Y salí dando tumbos del lugar entre miles de luces de colores, música de villancicos y gente empujando en todas direcciones.

Encendí mi último cigarrillo en la calle y guardé el paquete vacío por no tirarlo en el suelo que era lo que de verdad me apetecía. ¡Arrojarlo a la puta mierda!

Cogí un taxi y me dirigí a mi casa, con los últimos euros que me quedaban en el bolsillo, pero antes de entrar en mi portal paré en un bar cercano. Pedí un wiski y salí a la calle a tomármelo para poder fumar. ¡Coño, me acordé que no me quedaba tabaco! Pero al sacar la cajetilla quedé sorprendido al comprobar que aún había un pitillo. Seguramente en mi estado catastrófico, no me había percatado de este superviviente. Le prendí fuego y estaba disfrutándolo como si fuera el último de mi vida cuando un cliente, vecino conocido, se me acercó para pedirme que le invitara a fumar. No me dio tiempo a decirle que era imposible, porque me cogió la cajetilla y sacó uno.

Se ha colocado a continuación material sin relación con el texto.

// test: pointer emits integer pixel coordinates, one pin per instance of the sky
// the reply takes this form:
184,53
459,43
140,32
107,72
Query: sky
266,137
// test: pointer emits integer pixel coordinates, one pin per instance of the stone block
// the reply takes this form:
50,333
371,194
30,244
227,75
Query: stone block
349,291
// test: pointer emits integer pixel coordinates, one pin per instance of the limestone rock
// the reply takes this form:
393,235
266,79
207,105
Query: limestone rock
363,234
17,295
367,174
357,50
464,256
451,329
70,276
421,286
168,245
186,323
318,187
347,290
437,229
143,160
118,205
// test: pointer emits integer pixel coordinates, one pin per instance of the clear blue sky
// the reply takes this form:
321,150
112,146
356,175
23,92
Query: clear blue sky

Cuando llegué a casa mi mujer con un cabreo descomunal por mi tardanza, sólo me dijo: ¡dame un cigarro! Yo, sin contestarle y para que viese que no le mentía al decirle que se habían terminado, le lancé el paquete y el encendedor, pero, ante mi sorpresa sacó uno y lo encendió. Yo, desconcertado, le pedí que me devolviera mis pertenencias y prendí fuego a otro que estaba pidiéndome a gritos que lo llevara a mis labios.

Y así llevo ya un año, continuo sin trabajo, pero sigo fumando de este paquete. ¿Baltasar?